[Feature] Autoscaler should understand AWS availability and act accordingly
See original GitHub issueSearch before asking
- I had searched in the issues and found no similar feature requirement.
Description
I ran into this issue because frequently, spot instances are not available on AWS.
This manifests itself in a repeated log of ‘spawning x’ without any progress:
When peeking into the logs, the following can be found to be repeatedly logged:
1779botocore.exceptions.ClientError: An error occurred (InsufficientInstanceCapacity) when calling the RunInstances operation (reached max retries: 0): We currently do not have sufficient g4dn.xlarge capacity in the Availability Zone you requested (us-west-1b). Our system will be working on provisioning additional capacity. You can currently get g4dn.xlarge capacity by not specifying an Availability Zone in your request or choosing us-west-1c.

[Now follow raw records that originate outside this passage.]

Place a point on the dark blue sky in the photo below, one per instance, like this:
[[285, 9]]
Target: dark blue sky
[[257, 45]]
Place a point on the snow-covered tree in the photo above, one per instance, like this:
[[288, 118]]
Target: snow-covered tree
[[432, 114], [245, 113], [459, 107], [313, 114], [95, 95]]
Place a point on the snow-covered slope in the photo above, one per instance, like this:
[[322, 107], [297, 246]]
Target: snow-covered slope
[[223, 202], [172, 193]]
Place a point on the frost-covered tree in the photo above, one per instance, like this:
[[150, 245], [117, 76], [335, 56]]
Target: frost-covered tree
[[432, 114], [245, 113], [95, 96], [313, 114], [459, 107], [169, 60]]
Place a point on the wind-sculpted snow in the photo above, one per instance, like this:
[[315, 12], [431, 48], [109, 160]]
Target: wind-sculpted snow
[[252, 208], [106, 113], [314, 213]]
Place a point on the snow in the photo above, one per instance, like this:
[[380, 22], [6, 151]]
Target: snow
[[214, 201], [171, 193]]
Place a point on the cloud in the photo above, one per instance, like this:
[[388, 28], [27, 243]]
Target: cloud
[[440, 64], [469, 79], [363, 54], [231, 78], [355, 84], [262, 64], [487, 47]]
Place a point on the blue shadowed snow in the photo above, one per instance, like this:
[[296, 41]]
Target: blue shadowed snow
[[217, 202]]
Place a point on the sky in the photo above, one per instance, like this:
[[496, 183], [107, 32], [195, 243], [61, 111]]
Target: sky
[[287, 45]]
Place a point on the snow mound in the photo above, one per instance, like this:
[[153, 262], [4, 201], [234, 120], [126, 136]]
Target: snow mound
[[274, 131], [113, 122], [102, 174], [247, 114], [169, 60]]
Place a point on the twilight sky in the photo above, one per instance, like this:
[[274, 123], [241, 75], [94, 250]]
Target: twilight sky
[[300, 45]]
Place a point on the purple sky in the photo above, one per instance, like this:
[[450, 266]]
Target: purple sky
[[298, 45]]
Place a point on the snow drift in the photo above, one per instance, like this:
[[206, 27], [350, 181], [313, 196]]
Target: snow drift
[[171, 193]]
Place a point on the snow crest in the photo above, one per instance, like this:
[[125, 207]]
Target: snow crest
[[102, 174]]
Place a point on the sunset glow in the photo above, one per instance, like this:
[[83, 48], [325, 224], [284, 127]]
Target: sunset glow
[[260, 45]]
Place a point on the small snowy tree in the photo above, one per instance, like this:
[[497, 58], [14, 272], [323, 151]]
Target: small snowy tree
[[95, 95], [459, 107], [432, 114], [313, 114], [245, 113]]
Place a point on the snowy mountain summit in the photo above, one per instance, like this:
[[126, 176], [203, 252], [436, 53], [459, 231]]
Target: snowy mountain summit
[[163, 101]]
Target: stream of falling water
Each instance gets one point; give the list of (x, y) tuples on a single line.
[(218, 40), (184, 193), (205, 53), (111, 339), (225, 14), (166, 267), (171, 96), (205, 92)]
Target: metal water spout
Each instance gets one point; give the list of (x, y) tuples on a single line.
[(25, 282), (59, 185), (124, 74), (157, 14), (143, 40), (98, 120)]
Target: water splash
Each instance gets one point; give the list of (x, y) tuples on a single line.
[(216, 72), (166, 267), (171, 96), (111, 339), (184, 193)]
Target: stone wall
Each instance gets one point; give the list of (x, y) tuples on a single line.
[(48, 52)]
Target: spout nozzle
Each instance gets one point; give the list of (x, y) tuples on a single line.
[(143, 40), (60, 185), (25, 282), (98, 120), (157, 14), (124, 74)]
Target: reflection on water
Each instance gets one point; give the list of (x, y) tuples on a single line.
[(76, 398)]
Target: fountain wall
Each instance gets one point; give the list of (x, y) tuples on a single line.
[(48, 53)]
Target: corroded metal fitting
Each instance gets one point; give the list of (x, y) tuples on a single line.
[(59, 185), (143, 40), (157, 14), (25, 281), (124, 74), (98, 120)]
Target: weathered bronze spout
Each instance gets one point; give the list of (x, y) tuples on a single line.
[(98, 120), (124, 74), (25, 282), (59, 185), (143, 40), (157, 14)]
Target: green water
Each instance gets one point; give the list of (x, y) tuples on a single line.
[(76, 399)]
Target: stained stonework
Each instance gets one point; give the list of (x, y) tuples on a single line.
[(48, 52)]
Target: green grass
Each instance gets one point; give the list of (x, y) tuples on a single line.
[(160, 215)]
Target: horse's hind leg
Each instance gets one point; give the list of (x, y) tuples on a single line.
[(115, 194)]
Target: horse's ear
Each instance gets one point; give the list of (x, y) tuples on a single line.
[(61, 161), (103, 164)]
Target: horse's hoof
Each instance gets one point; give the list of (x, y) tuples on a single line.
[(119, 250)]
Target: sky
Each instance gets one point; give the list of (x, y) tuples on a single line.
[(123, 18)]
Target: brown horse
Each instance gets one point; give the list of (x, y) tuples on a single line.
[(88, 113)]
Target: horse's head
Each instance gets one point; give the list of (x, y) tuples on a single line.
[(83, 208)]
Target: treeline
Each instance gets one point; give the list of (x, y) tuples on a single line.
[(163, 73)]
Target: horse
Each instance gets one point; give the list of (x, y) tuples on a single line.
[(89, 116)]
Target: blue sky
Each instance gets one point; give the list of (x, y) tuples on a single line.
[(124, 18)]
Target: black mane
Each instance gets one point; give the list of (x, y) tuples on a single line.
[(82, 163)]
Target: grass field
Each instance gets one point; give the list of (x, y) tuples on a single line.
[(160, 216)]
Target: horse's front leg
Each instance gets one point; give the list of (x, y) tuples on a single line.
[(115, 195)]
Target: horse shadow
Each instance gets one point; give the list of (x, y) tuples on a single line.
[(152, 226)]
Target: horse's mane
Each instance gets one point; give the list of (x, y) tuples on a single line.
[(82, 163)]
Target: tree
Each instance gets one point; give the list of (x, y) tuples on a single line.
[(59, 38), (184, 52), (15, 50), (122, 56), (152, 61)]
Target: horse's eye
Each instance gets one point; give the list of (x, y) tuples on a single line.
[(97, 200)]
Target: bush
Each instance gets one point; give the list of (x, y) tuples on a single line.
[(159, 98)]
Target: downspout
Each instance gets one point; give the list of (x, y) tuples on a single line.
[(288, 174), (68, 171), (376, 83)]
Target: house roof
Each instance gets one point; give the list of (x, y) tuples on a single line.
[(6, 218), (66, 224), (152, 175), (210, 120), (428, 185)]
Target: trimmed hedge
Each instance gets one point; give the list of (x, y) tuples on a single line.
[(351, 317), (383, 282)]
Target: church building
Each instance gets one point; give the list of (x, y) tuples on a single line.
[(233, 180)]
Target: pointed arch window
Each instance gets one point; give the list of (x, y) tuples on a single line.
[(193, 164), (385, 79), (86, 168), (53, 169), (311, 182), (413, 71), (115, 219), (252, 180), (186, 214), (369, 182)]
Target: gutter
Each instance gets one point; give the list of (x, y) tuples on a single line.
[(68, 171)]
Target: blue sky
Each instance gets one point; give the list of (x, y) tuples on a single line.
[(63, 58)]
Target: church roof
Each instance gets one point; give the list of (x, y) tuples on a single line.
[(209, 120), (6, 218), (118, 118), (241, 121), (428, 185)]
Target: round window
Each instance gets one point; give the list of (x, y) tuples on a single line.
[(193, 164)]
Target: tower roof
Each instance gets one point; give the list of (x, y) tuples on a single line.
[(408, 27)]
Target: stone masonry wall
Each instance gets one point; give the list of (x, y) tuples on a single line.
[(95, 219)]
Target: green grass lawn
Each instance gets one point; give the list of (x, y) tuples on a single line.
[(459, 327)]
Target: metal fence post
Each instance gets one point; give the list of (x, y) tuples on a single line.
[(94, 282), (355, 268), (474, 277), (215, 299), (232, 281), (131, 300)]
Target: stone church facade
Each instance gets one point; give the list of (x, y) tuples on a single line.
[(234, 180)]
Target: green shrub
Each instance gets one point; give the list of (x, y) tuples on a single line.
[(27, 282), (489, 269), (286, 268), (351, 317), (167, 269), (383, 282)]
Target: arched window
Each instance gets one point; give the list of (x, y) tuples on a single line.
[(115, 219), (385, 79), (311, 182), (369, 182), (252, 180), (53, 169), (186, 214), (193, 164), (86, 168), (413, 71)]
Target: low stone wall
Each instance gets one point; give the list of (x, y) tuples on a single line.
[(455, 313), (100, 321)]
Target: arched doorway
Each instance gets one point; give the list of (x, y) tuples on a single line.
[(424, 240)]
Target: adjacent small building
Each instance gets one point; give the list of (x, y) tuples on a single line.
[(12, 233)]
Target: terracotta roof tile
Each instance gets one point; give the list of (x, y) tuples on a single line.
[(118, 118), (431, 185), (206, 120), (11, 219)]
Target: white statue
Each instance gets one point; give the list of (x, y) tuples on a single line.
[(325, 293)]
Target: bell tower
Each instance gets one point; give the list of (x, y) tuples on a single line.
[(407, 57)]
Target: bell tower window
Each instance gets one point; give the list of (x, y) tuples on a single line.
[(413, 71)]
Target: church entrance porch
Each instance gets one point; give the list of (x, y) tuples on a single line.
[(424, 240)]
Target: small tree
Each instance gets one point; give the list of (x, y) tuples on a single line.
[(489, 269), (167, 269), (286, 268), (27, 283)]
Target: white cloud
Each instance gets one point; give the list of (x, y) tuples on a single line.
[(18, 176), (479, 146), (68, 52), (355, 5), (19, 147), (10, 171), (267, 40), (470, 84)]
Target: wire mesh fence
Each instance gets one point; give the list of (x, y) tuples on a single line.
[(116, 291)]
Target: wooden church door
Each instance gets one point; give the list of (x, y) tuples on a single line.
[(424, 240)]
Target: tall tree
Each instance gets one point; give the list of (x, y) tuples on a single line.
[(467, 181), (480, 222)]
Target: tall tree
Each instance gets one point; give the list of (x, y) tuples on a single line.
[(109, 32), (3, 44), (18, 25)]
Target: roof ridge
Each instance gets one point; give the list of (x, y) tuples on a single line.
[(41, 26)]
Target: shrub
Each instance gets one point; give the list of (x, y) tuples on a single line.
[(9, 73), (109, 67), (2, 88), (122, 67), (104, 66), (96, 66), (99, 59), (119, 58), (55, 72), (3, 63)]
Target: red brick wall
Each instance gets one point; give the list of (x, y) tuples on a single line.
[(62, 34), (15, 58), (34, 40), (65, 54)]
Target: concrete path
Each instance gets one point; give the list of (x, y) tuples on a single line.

Interestlngly, the log seems to be at least a partial lie: This type of text is logged even if there is no availability in us-west-1c
, or at least as much can be discerned from the logs by the message pingponging this message between us-west-1c
and us-west-1b
.
One can work around this issue by manually disabling the instance types from the config.yaml
and re-launching the ray cluster.
However, it would be nice if ray understood this problem automatically. Ideally, this could be addressed by considering other worker types as fallback.
Use case
Better consistency in spawning nodes on AWS with low availability.
Reproducibility
Hard to plan since AWS availability is non-deterministic. GPU instances on spot seem to be in high demand though. Not sure if setting max spot price low helps. Example setup:
available_node_types:
ray.head.default:
min_workers: 0
max_workers: 0
resources: {}
node_config:
InstanceType: t3.large
ImageId: XXXXXXXX
IamInstanceProfile:
Arn: XXXXXXXX
InstanceMarketOptions:
MarketType: spot
SpotOptions:
MaxPrice: '0.5' # $
ray.worker.gpu.g4dn.xlarge:
min_workers: 1
max_workers: 1
resources: {}
node_config:
InstanceType: g4dn.xlarge
ImageId: XXXXXXXX
IamInstanceProfile:
Arn: XXXXXXXX
InstanceMarketOptions:
MarketType: spot
SpotOptions:
MaxPrice: '2' # $
Related issues
No response
Are you willing to submit a PR?
- Yes I am willing to submit a PR!
Issue Analytics
- State:
- Created 2 years ago
- Reactions:1
- Comments:6 (6 by maintainers)
Somewhat mitigated by https://github.com/ray-project/ray/pull/20814. Decreasing priority to P2.
I agree.
Currently you get a failed node launch message if a node updater failed. We can update the node launcher with some error handling around the create_node call to produce the same or similar message.